La valeur thérapeutique des occupations

OPINIONS / Un soir par semaine, ma grand-maman et moi discutons par téléphone pour prendre mutuellement de nos nouvelles.


Dernièrement, j’ai reçu son appel à une heure inhabituelle. Avec une certaine détresse dans la voix, elle me confie alors qu’elle n’a plus de laine pour continuer ses tricots. Devant cette situation, certains pourraient y voir une réaction excessive. Or, pour moi, en tant que petite-fille et ergothérapeute, il s’agissait d’une urgence! Confinée à son domicile, ma grand-maman n’avait plus accès à l’une des occupations qui contribue à son bien-être, particulièrement en ce temps d’isolement.

Pouvoir des occupations

Encore aujourd’hui, en dépit de sa pertinence, la vision ergothérapique de l’être humain en tant qu’être occupationnel demeure peu connue. Le concept d’ergothérapie vient des termes grecs ergon (qui signifie «activité») et therapia (qui signifie «soin»). L’engagement dans des occupations significatives est ainsi défini comme un besoin fondamental de l’être humain (Polatajko, Davis et al., 2013). En effet, tout individu accomplit des occupations (ex.: se nourrir) à travers la réalisation d’activités (ex.: choisir les aliments qui composent le repas, goûter les textures des aliments, préparer le repas) et au sein de différents contextes (ex.: s’alimenter seul[e] ou en famille), qui contribuent à sa santé et son bien-être. En somme, le degré de réalisation et de satisfaction relatif aux occupations accomplies définit la valeur et le sens donné à sa vie.

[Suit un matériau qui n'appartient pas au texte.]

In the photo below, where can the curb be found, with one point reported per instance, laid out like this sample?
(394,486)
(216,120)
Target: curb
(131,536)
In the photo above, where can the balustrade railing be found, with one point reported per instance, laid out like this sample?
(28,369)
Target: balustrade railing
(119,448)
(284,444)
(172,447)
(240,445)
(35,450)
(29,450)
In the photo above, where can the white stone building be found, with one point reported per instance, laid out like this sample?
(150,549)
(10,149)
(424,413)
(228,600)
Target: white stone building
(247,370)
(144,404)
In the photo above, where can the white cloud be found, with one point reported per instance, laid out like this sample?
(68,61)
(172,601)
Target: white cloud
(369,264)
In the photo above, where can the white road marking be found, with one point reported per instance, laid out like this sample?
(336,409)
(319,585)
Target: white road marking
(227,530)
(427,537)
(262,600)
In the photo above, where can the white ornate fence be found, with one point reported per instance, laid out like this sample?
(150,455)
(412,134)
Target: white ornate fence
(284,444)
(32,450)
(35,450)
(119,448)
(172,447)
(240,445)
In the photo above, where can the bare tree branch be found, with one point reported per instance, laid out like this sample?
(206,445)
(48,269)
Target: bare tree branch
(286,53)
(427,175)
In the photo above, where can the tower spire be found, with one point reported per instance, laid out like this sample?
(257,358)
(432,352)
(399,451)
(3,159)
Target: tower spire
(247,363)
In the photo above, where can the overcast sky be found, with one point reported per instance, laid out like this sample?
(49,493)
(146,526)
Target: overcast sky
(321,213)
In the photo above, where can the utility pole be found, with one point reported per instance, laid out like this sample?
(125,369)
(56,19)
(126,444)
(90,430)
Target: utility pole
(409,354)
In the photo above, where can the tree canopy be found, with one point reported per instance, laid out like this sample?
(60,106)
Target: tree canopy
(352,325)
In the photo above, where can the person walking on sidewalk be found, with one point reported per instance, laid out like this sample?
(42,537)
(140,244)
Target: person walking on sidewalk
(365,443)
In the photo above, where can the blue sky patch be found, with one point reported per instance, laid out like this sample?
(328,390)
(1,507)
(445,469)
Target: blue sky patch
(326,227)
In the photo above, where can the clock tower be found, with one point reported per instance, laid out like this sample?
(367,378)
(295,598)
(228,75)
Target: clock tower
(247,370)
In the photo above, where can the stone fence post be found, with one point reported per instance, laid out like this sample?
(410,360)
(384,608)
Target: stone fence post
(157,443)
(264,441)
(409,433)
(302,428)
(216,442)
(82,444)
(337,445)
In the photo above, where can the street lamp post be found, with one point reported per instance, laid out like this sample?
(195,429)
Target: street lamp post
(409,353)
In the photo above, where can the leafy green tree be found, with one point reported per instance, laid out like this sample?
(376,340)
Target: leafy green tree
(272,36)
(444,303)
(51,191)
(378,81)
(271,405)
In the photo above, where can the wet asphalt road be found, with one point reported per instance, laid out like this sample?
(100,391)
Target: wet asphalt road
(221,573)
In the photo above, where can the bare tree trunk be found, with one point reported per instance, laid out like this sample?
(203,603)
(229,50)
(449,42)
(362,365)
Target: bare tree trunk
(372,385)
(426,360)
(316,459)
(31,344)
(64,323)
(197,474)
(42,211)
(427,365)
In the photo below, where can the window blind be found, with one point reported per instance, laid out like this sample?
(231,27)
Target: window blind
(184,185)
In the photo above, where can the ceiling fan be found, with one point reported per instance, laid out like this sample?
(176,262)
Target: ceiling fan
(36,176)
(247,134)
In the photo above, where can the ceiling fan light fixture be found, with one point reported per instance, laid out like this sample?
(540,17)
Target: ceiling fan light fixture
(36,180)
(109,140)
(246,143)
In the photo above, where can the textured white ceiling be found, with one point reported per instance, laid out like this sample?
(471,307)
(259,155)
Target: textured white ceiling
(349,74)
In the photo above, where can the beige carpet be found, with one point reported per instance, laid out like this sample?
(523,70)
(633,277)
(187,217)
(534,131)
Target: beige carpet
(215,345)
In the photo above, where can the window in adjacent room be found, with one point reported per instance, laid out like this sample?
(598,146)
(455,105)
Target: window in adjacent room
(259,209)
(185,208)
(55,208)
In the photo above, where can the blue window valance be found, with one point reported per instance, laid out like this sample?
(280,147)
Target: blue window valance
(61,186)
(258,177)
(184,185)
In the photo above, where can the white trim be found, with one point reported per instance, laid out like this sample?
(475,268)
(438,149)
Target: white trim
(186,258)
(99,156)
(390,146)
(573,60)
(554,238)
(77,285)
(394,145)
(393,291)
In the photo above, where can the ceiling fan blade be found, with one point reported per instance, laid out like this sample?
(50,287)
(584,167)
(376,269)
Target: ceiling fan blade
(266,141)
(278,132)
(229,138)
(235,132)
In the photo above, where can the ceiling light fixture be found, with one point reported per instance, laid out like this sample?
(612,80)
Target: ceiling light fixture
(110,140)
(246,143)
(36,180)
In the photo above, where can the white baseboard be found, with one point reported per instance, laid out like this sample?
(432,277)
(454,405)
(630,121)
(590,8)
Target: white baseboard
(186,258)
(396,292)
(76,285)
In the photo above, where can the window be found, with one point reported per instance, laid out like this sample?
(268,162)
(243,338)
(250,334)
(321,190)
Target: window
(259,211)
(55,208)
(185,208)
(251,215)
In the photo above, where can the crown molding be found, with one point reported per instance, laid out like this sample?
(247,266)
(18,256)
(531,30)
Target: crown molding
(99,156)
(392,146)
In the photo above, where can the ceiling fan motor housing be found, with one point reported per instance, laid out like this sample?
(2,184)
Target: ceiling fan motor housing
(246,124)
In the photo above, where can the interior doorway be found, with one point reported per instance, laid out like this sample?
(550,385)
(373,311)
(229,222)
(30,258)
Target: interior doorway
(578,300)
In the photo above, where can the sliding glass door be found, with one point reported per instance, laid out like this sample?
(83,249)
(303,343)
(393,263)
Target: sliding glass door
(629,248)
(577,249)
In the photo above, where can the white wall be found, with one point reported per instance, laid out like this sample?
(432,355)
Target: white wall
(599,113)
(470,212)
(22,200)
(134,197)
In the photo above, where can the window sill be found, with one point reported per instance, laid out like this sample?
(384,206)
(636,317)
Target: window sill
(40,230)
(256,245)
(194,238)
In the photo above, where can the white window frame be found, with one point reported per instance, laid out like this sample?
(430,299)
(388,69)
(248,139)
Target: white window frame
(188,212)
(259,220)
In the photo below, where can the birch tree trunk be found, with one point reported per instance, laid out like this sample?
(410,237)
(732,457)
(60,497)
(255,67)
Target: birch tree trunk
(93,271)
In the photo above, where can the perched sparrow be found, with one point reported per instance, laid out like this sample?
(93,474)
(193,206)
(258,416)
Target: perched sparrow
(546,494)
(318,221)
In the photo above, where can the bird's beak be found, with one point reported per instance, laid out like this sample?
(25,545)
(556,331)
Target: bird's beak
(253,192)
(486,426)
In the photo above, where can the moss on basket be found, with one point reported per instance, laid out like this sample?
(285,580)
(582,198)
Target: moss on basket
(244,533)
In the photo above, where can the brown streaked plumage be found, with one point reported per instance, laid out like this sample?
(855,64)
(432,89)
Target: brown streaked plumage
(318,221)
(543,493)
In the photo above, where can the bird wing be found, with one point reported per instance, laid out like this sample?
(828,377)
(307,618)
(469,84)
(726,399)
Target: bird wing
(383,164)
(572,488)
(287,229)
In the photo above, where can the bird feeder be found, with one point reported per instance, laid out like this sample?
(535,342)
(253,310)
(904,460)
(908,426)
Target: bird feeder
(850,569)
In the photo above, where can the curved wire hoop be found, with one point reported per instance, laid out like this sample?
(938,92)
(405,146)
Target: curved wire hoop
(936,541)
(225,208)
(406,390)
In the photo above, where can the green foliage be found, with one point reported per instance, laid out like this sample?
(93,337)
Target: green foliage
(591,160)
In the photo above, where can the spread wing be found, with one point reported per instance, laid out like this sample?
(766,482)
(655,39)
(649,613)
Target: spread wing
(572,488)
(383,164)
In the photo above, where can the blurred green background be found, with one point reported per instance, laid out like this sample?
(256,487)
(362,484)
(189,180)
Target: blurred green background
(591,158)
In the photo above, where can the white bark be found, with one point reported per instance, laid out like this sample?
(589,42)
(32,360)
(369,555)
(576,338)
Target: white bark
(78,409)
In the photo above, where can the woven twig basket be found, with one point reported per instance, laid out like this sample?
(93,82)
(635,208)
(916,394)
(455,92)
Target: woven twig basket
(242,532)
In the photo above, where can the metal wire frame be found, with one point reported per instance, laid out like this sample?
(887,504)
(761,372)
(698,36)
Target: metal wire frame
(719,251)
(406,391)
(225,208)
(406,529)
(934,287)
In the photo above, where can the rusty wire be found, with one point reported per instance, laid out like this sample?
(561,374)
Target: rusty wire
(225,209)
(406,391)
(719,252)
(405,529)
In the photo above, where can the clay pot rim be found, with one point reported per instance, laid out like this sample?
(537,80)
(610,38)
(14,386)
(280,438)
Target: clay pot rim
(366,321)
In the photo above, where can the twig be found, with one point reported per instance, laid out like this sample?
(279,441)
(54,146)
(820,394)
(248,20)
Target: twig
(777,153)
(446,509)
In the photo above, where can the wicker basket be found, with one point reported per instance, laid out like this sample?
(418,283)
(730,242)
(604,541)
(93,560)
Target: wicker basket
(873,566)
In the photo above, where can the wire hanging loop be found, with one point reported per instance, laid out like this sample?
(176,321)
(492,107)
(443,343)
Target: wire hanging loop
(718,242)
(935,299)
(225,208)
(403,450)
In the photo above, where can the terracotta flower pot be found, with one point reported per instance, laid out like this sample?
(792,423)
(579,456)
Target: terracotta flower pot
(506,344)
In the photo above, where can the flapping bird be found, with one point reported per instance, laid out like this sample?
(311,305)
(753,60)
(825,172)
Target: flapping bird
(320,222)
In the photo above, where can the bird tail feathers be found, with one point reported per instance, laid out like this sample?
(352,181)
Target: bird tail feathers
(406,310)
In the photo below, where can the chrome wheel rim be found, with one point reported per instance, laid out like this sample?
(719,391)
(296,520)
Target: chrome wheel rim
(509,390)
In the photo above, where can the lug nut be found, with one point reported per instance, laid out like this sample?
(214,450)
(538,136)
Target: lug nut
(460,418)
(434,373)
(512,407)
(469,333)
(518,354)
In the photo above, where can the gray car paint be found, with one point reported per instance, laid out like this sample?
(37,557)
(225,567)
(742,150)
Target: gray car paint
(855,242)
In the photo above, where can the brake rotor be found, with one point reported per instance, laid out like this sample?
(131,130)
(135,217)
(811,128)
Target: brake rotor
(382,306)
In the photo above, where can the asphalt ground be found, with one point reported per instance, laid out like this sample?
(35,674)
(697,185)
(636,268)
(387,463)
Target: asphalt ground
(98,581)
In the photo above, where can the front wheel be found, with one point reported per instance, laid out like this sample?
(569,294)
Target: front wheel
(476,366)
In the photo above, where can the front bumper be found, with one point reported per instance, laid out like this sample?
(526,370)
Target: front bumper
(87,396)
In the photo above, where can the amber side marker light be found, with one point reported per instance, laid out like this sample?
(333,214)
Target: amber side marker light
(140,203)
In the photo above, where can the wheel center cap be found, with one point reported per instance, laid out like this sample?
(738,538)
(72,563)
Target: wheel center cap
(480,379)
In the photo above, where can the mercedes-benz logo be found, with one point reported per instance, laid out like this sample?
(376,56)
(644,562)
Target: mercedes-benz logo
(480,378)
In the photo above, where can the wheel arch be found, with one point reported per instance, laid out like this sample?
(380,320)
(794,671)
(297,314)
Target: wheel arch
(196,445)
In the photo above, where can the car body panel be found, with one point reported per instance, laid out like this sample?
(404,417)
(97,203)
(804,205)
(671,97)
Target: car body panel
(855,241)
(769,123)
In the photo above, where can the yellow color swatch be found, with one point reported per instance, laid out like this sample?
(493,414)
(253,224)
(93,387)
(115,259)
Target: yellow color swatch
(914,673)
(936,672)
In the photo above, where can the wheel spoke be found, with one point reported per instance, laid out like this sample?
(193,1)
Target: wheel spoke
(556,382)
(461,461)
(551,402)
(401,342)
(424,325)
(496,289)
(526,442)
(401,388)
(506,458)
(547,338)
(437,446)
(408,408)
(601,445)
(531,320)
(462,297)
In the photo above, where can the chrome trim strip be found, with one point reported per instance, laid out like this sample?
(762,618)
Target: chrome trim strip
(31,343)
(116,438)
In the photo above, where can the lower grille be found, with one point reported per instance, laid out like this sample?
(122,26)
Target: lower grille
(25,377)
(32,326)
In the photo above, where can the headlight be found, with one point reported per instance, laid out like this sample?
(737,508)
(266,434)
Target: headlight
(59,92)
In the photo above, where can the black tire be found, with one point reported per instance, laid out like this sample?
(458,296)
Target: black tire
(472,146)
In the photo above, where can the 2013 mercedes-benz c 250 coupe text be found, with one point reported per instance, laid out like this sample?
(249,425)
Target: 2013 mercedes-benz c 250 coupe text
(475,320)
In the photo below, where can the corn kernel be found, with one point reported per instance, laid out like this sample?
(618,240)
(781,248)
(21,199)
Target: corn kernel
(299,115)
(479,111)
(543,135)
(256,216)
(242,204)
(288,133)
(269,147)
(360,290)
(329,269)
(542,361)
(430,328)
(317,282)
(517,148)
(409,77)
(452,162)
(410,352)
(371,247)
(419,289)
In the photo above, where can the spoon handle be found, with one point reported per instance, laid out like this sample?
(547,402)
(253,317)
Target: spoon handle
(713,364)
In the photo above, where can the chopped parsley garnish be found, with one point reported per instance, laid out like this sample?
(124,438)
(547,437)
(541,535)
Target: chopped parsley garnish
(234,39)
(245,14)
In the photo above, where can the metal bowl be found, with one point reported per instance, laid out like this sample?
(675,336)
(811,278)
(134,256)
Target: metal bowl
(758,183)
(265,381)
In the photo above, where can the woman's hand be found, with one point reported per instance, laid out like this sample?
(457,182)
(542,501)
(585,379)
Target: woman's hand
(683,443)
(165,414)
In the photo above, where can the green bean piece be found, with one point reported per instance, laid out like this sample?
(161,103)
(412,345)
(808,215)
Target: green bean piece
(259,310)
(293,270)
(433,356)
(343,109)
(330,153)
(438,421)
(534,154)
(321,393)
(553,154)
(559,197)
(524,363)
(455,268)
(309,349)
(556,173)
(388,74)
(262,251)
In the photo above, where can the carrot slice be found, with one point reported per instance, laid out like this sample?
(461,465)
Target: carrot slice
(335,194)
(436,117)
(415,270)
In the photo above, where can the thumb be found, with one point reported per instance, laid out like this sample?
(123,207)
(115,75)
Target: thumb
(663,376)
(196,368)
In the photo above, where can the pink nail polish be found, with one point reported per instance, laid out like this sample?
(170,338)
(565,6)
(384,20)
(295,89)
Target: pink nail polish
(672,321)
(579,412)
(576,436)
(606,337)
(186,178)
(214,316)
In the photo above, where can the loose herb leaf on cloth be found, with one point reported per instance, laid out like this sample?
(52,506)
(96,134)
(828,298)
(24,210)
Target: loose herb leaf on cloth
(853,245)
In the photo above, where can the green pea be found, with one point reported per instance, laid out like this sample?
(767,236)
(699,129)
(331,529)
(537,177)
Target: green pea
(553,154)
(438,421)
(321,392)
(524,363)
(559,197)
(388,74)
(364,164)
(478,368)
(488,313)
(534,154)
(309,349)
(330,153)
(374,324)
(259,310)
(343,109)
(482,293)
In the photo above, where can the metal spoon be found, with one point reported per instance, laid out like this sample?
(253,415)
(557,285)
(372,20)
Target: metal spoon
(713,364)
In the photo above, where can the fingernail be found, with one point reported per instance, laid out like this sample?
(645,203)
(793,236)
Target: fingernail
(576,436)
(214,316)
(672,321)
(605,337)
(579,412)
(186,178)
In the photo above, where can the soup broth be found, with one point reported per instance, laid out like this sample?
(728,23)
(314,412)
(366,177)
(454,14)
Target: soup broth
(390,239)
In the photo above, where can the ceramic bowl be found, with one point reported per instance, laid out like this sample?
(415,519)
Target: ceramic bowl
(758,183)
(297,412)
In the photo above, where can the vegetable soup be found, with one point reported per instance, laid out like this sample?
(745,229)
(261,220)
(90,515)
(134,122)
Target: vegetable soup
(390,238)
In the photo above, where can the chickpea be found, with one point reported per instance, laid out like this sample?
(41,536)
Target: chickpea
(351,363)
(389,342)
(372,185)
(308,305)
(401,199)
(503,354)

Parmi l’éventail des enjeux révélés par la pandémie liée à la COVID-19, le fait d’être privé de réaliser une occupation significative frappe durement les populations vulnérables, notamment les aînés. La situation sanitaire actuelle est l’occasion pour chacun(e) de réfléchir à l’importance des occupations (et du choix de celles-ci) accomplies pour sa santé et son bien-être. Les occupations changent, évoluent, mais l’objectif demeure le même: l’accomplissement de soi pour son bien-être et celui d’autrui. Or, actuellement, les aînés vivent plusieurs privations occupationnelles (ex.: contacts sociaux limités), qui mettent leur santé et leur bien-être à rude épreuve.

L’importance de la participation occupationnelle

La maltraitance organisationnelle au sein du réseau de la santé et des services sociaux, c’est-à-dire toute situation préjudiciable créée ou tolérée par les procédures d’organisations responsables d’offrir des soins ou des services de tous types, qui compromet l’exercice des droits et libertés des personnes, fut récemment dévoilée au grand jour. Elle nous amène à porter un regard critique sur la manière dont les structures sociétales et leur mode de fonctionnement actualisent (ou non) nos valeurs telles que la dignité et la bientraitance.

Devant la volonté gouvernementale de revoir l’organisation des centres d’hébergement et de soins de longue durée, la valeur thérapeutique des occupations doit être rappelée afin de soutenir le rétablissement de l’équilibre occupationnel (c’est-à-dire la distribution satisfaisante des activités accomplies au quotidien) grandement fragilisé des aînés. Leur participation à des occupations importantes et porteuses de sens pour eux est une clé indispensable à l’amélioration de leurs conditions de vie.

Plusieurs aînés appréhendent l’automne prochain avec l’évolution de la situation sanitaire. Chacune et chacun de nous doivent prendre part aux efforts préventifs visant à soutenir la participation occupationnelle des aînés, peu importe leur milieu de vie. Utilisez la lunette occupationnelle afin de réfléchir aux petits gestes qui peuvent faire une différence auprès de vos proches aînés. Vous serez à même de le constater: le soutien apporté dans la réalisation d’une occupation qui compte pour eux sera l’un de vos plus beaux cadeaux.

Ce peut être aussi simple que de procurer des pelotes de laine. Ma grand-maman en était ravie et mon cœur de petite-fille, soulagé.

Mélanie Ruest, ergothérapeute et stagiaire postdoctorale à l’Université du Québec à Trois-Rivières (UQTR),

Marie-Josée Drolet, ergothérapeute, éthicienne et professeure à l’UQTR, 

Marie-Michèle Lord, ergothérapeute et professeure à l’UQTR, 

Chantal Viscogliosi, ergothérapeute et professeure à l’Université de Sherbrooke,

Chantal Pinard, ergothérapeute et agente de recherche à l’Université du Québec à Trois-Rivières.